Never used a proforce, I have two 440s I like a lot, mostly use my bigger rigs tho.


----------



## thepainterr4you (Feb 8, 2008)

*postponed*

cleint was called into work going out there thursday 730 will let you know


----------



## plainpainter (Nov 6, 2007)

I have the proforce 33 - nice machine, does the job, As a small painting contractor I can't justify having anything larger imo.


----------



## NCPaint1 (Aug 6, 2009)

plainpainter said:


> I have the proforce 33 - nice machine, does the job, As a small painting contractor I can't justify having anything larger imo.


Dunno about the 33, but a customer brought in a Pro Force 30 that he just bought. First one ive seen...WOW what a Piece O S***. Its leaking from the foot valve already, and maybe has 5 gallons through it....maybe. Not to mention, the 18" of electrical cord attached to the pump causes it to overheat. Avoid this pump like the plague.

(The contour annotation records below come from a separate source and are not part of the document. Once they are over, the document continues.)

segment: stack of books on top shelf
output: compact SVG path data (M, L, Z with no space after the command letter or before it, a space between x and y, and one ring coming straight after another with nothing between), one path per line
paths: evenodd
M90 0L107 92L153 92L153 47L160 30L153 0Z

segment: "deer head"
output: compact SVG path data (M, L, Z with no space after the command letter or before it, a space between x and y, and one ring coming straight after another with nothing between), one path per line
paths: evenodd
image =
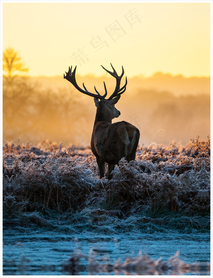
M124 73L124 68L122 66L122 73L119 76L113 68L111 64L110 64L113 70L113 72L110 71L106 69L103 66L101 66L103 69L106 71L107 72L109 73L112 76L114 77L116 80L116 84L115 90L113 93L112 94L109 98L106 99L106 98L107 95L107 91L105 83L104 82L103 84L105 90L105 93L103 96L100 95L99 92L94 86L95 90L97 93L97 94L89 92L86 89L84 83L83 83L83 86L84 89L83 90L80 88L77 84L75 80L75 71L76 71L76 66L74 69L74 70L72 72L72 66L71 69L69 67L69 70L68 72L65 72L66 73L66 76L64 75L64 78L71 83L78 90L91 97L93 97L94 98L94 101L96 106L97 107L97 113L99 111L99 114L101 114L101 111L104 113L105 120L108 119L108 121L111 122L111 120L114 118L117 118L120 115L120 113L115 107L115 104L118 101L120 97L120 95L125 92L126 89L126 86L127 84L127 79L126 77L126 82L124 85L121 88L120 88L120 81Z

Oh, try calling Spraytech for assistance LMAO. They dont do anything for this pump, you have to call Wagner Consumer Group...Spraytech wont touch it, just has their label on it. Talk about wrecking your name..... :thumbsup:


----------



## mr.fixit (Aug 16, 2009)

to get tech support for those units you can call 1-800-746-6595. that will put you right into consumer products tech support, you may be on hold for 10 to 20 minutes to get answered ( they are shorthanded) but when you do get someone they know their stuff


----------



## NCPaint1 (Aug 6, 2009)

mr.fixit said:


> to get tech support for those units you can call 1-800-746-6595. that will put you right into consumer products tech support, you may be on hold for 10 to 20 minutes to get answered ( they are shorthanded) but when you do get someone they know their stuff


Yep...did that. My conclusion; return it to the store, or find the nearest dumpster.


----------



## Workaholic (Apr 17, 2007)

You can find a nice used 440 or 395 for roughly the same price as that unit. That unit is marketed towards homeowners sold out of places like Sam's Club and Lowes. That particular unit is kind of weak and the biggest problem with those types of units are that they don't last or hold up like a professional spray rig. They may work fine for 50 houses or even years but many of them won't.


----------



## ewingpainting.net (Jun 2, 2008)

I wonder if the OP is still in the market for one being this thread is going on 4 years.


----------



## Workaholic (Apr 17, 2007)

ewingpainting.net said:


> I wonder if the OP is still in the market for one being this thread is going on 4 years.


lmao. I missed it 
My advice still stands for anyone wanting to purchase a HO type spray rig.


----------



## NCPaint1 (Aug 6, 2009)

Workaholic said:


> lmao. I missed it
> My advice still stands for anyone wanting to purchase a HO type spray rig.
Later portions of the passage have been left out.